You both need to decide if you’re going to try and make things work and how you’re going to move forward.

If you both love each other and this is meant to be, it’s going to work out, don’t worry!

Related Why it’s complicated seeing a guy living with his ex-wife or trying a trial separation.

How Long Do Affairs Last After They Are Discovered?

This is a difficult question to answer because it varies from couple to couple.

Some couples are able to work through the affair and come out stronger on the other side, while others find that it’s too difficult to overcome and they end up splitting.

There is no right or wrong answer, and it really depends on the situation.

If you’re the mistress, the best advice is to follow the tips above and give your man some space to figure things out.

If he wants to be with you, he will come to you.
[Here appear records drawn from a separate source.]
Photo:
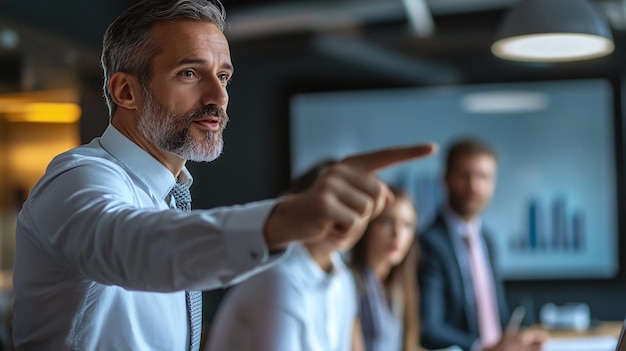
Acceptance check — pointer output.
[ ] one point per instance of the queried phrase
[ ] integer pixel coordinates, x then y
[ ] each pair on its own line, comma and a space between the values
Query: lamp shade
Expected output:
553, 31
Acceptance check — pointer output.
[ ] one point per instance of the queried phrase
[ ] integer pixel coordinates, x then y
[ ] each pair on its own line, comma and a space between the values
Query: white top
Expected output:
102, 261
294, 306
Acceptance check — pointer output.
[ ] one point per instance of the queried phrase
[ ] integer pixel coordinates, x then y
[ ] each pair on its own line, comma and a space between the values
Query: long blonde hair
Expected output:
400, 285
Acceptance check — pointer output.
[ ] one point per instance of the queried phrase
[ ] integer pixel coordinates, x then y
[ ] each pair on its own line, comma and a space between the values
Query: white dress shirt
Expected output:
102, 261
293, 306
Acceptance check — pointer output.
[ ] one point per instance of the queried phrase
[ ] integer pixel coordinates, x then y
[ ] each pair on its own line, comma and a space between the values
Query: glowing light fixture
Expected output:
43, 112
54, 106
553, 31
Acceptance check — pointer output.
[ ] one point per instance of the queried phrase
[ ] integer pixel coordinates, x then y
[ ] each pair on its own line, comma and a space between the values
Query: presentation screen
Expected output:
554, 211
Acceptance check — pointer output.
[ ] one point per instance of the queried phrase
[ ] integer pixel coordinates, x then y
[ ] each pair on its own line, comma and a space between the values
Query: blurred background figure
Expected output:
384, 264
306, 302
463, 301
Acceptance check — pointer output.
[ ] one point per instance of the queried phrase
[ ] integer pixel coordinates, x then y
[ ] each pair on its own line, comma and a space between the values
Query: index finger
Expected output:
373, 161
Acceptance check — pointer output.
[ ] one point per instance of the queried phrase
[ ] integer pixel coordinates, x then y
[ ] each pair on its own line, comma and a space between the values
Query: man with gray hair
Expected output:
109, 255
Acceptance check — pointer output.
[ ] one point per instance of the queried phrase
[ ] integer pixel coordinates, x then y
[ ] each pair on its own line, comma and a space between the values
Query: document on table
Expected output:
588, 343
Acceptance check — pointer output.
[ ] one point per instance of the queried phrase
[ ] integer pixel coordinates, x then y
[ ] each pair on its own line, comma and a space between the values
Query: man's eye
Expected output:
187, 74
224, 78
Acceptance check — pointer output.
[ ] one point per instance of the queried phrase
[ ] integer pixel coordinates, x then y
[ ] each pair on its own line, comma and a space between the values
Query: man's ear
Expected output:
125, 90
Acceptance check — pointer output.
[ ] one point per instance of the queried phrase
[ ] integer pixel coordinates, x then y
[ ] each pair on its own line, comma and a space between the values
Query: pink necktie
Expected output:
486, 307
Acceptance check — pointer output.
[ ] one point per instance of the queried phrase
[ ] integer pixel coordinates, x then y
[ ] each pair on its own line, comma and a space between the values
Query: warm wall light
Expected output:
553, 31
54, 106
43, 112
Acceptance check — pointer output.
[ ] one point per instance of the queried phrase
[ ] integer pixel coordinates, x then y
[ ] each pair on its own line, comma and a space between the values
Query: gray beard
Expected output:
170, 133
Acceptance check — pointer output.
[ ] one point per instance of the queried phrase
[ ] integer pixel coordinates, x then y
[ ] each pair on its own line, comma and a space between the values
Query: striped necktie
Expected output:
182, 197
486, 307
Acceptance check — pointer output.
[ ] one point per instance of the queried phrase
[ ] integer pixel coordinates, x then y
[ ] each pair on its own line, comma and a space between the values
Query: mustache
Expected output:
209, 110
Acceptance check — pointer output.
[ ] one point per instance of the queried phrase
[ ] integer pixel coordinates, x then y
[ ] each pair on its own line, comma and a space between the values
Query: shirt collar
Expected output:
314, 274
141, 164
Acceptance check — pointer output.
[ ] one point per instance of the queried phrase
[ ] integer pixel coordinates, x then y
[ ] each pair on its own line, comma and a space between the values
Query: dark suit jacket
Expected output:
448, 308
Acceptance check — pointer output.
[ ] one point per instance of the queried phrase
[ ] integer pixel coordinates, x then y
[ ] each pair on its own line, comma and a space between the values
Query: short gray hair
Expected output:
127, 46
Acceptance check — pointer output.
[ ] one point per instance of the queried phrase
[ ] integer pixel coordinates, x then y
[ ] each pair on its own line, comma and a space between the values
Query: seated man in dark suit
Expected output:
462, 297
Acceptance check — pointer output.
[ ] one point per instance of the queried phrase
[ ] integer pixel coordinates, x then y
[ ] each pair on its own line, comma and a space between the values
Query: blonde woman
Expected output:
383, 262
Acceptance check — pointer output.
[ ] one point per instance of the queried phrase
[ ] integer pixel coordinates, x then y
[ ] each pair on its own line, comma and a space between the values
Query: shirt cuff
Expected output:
244, 240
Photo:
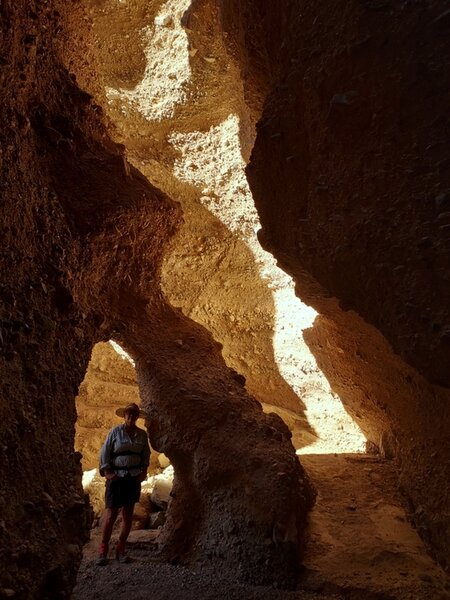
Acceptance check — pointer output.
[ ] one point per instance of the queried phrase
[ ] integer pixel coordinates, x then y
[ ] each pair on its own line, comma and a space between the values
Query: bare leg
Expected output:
127, 518
109, 518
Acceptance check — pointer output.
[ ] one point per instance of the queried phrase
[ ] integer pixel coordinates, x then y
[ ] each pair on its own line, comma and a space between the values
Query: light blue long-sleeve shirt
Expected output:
122, 450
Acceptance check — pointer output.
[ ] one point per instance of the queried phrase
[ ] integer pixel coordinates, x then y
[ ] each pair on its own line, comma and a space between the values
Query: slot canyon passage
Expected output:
236, 213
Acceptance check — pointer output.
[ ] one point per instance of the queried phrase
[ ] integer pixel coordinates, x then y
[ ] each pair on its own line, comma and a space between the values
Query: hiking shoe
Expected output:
123, 558
120, 552
102, 560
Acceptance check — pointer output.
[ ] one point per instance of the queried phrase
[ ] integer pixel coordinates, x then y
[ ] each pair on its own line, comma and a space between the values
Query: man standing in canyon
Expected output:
124, 460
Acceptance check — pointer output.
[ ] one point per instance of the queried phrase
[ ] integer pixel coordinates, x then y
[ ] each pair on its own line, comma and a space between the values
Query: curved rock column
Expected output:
240, 496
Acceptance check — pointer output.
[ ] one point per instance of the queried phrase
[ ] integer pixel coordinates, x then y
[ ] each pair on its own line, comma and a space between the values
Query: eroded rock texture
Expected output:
81, 251
350, 175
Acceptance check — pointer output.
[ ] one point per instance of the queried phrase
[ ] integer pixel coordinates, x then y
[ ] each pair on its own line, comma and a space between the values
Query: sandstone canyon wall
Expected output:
350, 175
83, 235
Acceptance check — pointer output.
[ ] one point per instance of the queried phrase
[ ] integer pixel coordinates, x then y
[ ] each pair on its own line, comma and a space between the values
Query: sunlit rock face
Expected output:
81, 260
350, 177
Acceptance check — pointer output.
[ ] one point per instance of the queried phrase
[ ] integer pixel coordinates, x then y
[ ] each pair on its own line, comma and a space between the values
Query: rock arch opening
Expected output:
90, 252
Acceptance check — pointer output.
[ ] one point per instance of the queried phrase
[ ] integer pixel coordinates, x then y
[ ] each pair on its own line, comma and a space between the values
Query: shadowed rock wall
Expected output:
350, 175
83, 234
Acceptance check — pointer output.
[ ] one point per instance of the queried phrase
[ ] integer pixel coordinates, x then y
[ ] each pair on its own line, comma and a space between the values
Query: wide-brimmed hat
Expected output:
133, 407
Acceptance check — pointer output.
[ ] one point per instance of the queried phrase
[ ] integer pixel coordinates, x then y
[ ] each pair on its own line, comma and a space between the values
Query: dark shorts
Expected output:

If he doesn’t and he realizes he really wants to be with his wife, you have to accept that – and it’s better you’re no longer involved with him anyway.

How Can You Tell if A Man Is Still in Love with His Wife?
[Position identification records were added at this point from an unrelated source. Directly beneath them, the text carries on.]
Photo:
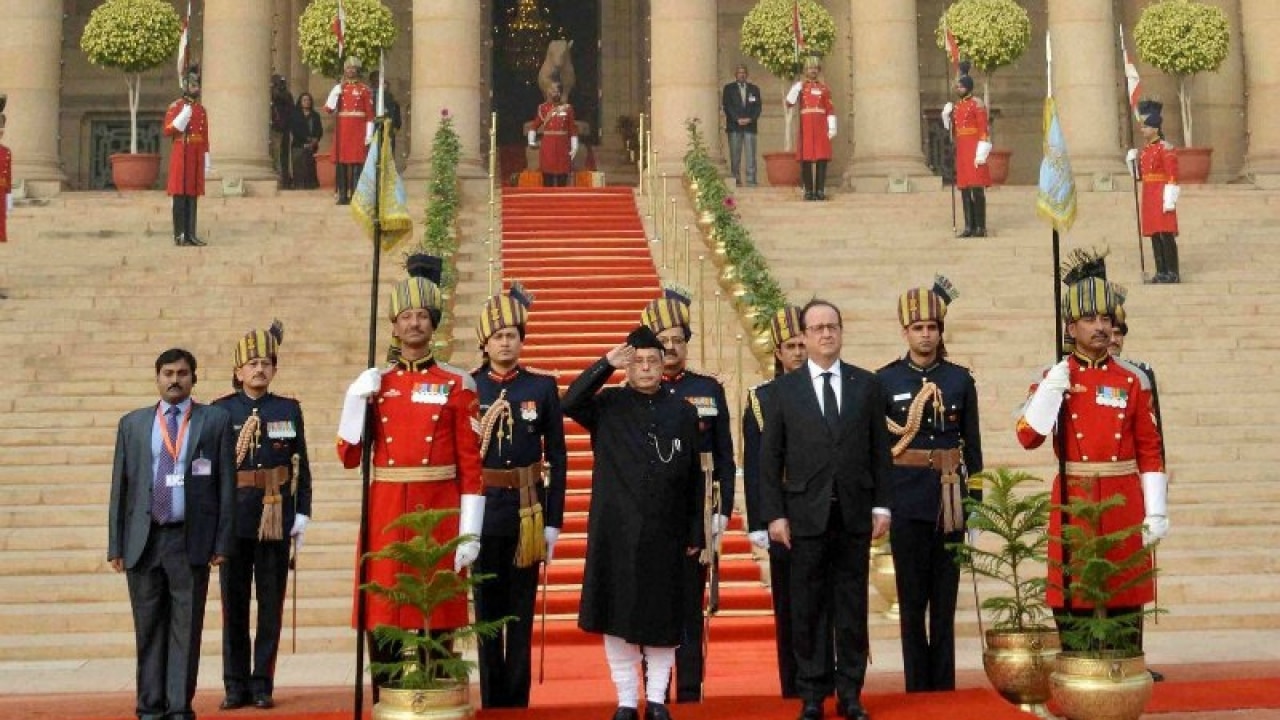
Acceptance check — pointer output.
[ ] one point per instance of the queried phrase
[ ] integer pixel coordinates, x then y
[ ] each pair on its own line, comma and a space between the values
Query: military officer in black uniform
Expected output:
933, 413
668, 318
789, 354
273, 506
521, 442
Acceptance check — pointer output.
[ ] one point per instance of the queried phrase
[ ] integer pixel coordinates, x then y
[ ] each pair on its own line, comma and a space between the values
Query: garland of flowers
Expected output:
762, 291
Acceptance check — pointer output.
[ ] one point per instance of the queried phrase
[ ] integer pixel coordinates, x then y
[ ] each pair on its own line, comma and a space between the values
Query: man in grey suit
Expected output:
172, 515
824, 492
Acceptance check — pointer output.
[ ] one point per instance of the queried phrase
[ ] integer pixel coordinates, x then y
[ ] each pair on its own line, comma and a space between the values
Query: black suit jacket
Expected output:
804, 461
734, 106
210, 500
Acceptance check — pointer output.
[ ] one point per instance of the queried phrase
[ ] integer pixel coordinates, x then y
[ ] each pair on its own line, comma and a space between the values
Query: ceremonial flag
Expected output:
380, 194
1130, 76
182, 48
1055, 199
339, 30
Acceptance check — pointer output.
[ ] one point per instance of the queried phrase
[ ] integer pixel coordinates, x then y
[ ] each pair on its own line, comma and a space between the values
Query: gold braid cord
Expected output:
914, 414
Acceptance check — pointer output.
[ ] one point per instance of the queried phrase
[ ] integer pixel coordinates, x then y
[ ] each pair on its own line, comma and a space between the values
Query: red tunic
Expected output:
969, 123
355, 112
558, 126
1109, 418
5, 188
187, 155
425, 419
814, 106
1157, 167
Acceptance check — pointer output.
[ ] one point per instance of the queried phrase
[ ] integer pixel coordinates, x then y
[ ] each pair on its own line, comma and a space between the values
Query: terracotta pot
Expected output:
999, 165
135, 172
782, 169
325, 171
1193, 164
If your affair came out in the open and your guy is now with you but you suspect he might be doubting his position, there are signs to look out for.

If he is constantly talking about his wife, even if it’s to say negative things, it’s a sign that he’s still in love with her or has some feelings.

Another sign is if he is still in contact with her, and not just for necessary reasons like talking about their kids.

Even if he says he wants to be with you, if he can’t see a future without her, it’s a sign that he might still have feelings.

Of course, this isn’t always the case and some men do move on quickly when their affair comes out and it’s a fairytale ending.

But if you’re seeing these signs or other signs you’re not comfortable with, it’s important to have a conversation with him about what he’s thinking and feeling.

How Do Most Affairs End?

Unfortunately, I have to be honest with you here and tell you that most affairs don’t have a happy ending.

In most cases, either the husband of the mistress or the wife of the guy finds out and things end quickly and painfully.

However, sometimes the affair just fizzles out because it wasn’t as special as they thought it was going to be.

And in other cases, one person might want to end things but the other doesn’t, which can lead to a messy and complicated situation.

The best thing you can do is try and be prepared for any outcome, and remember that it’s not going to be easy no matter what happens.

If you’re the one who wants to end things, be prepared for a lot of hurt and anger, and try to be as understanding as possible.

The other person is going to be going through a lot, and they might not be ready to let go just yet.

If you’re the one who wants to keep things going, try not to put too much pressure on the other person.

They might need some time to think about things, and you don’t want to push them away by being too clingy.

No one said affairs are easy, and they’re not!